We observed a positive association between HbA1c concentration and incident CKD that was strong, graded, independent of traditional risk factors, and present even in the absence of albuminuria and retinopathy. Hyperglycemia is an important indicator of risk of both diabetic nephropathy with albuminuria or retinopathy and of less specific forms of CKD.
More than 26 million adults in the United States have chronic kidney disease (CKD), defined as decreased glomerular filtration rate (GFR) or increased urinary albumin excretion.1 Chronic kidney disease is associated with an increased risk of cardiovascular disease, morbidity, and mortality.2- 7 As a major risk factor for cardiovascular disease, the National Kidney Foundation8 and the American Heart Association9 consider individuals with CKD to be in the highest-risk group for intervention.

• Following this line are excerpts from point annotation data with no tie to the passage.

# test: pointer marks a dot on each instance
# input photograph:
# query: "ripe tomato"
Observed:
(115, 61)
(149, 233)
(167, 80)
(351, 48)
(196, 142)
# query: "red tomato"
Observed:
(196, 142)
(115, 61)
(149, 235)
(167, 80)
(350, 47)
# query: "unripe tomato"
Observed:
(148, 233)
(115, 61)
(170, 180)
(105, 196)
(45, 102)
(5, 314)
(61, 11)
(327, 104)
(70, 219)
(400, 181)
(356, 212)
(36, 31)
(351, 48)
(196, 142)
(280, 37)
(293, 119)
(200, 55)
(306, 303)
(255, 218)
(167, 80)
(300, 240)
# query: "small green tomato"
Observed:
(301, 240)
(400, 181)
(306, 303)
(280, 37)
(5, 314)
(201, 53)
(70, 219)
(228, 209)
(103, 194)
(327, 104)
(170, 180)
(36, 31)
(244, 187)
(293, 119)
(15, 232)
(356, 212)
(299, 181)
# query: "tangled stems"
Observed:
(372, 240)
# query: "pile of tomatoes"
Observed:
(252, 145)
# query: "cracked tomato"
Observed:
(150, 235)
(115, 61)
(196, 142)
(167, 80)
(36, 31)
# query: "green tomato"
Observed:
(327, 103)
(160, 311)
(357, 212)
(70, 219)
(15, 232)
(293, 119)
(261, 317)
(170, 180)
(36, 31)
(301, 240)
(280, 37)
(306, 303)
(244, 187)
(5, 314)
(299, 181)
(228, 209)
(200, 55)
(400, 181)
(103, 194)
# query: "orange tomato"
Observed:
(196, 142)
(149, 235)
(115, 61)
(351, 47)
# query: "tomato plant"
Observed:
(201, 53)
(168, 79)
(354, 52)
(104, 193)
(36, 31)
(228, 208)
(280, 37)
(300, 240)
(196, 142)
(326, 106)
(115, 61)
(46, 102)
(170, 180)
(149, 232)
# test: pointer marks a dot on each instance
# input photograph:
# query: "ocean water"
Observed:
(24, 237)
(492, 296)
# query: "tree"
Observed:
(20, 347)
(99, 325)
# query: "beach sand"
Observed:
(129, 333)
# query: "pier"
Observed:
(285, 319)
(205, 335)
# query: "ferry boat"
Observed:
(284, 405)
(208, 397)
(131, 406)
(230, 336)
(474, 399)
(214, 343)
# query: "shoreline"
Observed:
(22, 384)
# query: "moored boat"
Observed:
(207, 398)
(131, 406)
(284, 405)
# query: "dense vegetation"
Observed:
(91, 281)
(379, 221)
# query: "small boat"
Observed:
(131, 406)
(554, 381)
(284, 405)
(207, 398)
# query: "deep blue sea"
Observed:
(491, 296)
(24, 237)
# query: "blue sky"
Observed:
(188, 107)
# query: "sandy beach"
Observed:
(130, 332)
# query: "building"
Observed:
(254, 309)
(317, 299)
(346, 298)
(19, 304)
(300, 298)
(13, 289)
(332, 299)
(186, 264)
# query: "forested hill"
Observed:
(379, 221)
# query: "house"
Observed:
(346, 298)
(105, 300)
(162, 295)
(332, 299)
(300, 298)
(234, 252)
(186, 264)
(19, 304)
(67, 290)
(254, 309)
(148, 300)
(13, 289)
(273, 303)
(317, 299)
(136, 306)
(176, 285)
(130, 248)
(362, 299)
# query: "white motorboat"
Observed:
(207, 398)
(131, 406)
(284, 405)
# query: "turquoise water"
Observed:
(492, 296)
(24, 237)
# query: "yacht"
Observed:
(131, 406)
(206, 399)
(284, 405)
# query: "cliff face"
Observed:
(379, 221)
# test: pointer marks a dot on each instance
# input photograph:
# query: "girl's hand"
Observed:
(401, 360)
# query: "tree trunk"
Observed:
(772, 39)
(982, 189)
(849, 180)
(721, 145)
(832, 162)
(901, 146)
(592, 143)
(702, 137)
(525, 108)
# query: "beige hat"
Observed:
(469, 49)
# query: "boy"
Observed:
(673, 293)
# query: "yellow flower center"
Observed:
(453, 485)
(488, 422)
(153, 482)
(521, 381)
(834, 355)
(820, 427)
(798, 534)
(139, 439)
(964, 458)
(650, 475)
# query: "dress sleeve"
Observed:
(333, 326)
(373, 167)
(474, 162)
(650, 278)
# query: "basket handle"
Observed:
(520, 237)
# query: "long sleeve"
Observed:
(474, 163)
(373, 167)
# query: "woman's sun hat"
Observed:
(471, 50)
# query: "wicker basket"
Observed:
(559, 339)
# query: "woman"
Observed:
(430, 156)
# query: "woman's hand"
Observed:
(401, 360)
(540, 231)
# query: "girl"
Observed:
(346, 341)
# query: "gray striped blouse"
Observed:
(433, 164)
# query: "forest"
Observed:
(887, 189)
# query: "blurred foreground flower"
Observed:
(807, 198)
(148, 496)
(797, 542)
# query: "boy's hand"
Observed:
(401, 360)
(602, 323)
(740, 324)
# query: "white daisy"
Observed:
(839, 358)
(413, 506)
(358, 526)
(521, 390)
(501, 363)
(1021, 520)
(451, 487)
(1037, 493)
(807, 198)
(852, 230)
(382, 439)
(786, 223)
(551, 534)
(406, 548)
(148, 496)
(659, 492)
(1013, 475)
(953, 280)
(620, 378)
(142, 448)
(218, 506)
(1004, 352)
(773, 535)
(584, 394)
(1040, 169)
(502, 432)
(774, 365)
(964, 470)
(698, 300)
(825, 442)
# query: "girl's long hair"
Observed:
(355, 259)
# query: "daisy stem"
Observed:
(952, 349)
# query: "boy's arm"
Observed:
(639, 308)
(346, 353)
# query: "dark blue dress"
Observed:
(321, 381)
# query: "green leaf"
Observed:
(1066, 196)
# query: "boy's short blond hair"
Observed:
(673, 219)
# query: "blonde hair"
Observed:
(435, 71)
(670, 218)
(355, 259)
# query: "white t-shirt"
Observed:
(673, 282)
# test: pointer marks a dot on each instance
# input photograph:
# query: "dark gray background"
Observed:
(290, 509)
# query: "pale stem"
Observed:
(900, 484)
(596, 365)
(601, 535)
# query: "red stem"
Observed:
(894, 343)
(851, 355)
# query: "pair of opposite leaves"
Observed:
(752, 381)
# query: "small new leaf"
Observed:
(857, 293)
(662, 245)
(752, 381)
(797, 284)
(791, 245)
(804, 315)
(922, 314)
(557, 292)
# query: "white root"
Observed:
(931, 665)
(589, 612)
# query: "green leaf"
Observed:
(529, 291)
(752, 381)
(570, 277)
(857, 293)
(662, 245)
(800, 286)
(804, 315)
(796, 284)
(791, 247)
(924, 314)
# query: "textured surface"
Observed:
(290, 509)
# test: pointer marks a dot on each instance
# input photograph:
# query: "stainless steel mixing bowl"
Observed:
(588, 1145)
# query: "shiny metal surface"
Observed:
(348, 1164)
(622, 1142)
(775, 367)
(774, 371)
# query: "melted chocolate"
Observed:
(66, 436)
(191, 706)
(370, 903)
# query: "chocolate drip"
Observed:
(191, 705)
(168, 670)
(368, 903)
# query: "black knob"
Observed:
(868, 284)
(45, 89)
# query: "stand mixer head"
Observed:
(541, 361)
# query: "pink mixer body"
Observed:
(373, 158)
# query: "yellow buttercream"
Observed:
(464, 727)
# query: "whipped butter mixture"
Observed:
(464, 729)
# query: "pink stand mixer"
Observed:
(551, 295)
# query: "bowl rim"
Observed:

Diabetes mellitus (DM) is a leading cause of kidney failure in the United States, accounting for more than 40% of all incident cases of end-stage renal disease.10- 12 Diabetes increases the risk for end-stage renal disease including disease that is a direct complication of DM and disease from causes other than DM.13 Diabetes is closely associated with microvascular disease and is often manifested as albuminuria or retinopathy,12,14 although approximately one-third of individuals with DM have decreased kidney function without either albuminuria or retinopathy.15
The increased concentration of glycated hemoglobin (HbA1c) is related to the development of microvascular disease in DM, and its reduction is at the center of the clinical management of hyperglycemia. Randomized studies in individuals with type 1 DM have shown that intensive treatment slows progression of microvascular complications (nephropathy, retinopathy, and neuropathy) and reduces the development and progression of microalbuminuria.16
The continuous relationship between HbA1c concentration and incidence of moderate CKD in individuals with DM, however, has not been well quantified to our knowledge. It is also unknown whether moderately elevated HbA1c concentrations predict a decline in kidney function in the absence of detectable microvascular disease as evidenced by albuminuria, retinopathy, or both. An improved understanding from observational data of the risks and consequences of DM in the absence of albuminuria and retinal damage is particularly important given recent concerns about stringent glycemic control and risk of death in certain individuals with DM who are at high risk.17
We examined the long-term independent association between moderately elevated concentrations of HbA1c and incident CKD in a population-based observational sample of adults with DM and evaluated the consistency of this association in those with and without albuminuria or retinopathy.
Data were obtained from the Atherosclerosis Risk in Communities (ARIC) Study. This was a prospective biracial observational cohort of 15 792 individuals including 2187 with DM between the ages of 45 and 64. At baseline, their mean (SD) age was 54 (5.8) years; 55% were female, and 74% were white and 26% were African American. Individuals were recruited from a probability sample of 4 US communities: Forsyth County, North Carolina; Jackson, Mississippi; suburban Minneapolis, Minnesota; and Washington County, Maryland. Participants took part in examinations starting with a baseline visit (visit 1) between 1987 and 1989. Individuals underwent 3 follow-up examinations at approximately 3-year intervals at community clinics and answered annual follow-up telephone interviews between visits. Hospitalized events were ascertained continuously from ARIC Study inception through December 31, 2004. Details of the ARIC cohort have been published elsewhere.18
In the present study, we included all participants with DM at the second ARIC visit (visit 2, 1990-1992), the only visit in which the concentration of HbA1c was measured. Diabetes mellitus was defined as a fasting glucose concentration of 126 mg/dL or higher or a nonfasting glucose concentration of 200 mg/dL or higher (to convert to millimoles per liter, multiply by 0.0555), self-reported physician diagnosis of DM, or use of oral hypoglycemic medication or insulin. Of 1871 individuals, 1054 (56%) were identified on the basis of self-reported DM. A total of 1655 individuals (88%) were identified on the basis of elevated plasma glucose concentration: 1556 (83%) had a fasting plasma glucose concentration of at least 126 mg/dL, and 99 (7%) had a nonfasting glucose concentration of at least 200 mg/dL. Only 216 individuals (11.5%) reported having DM without also having an elevated plasma glucose concentration.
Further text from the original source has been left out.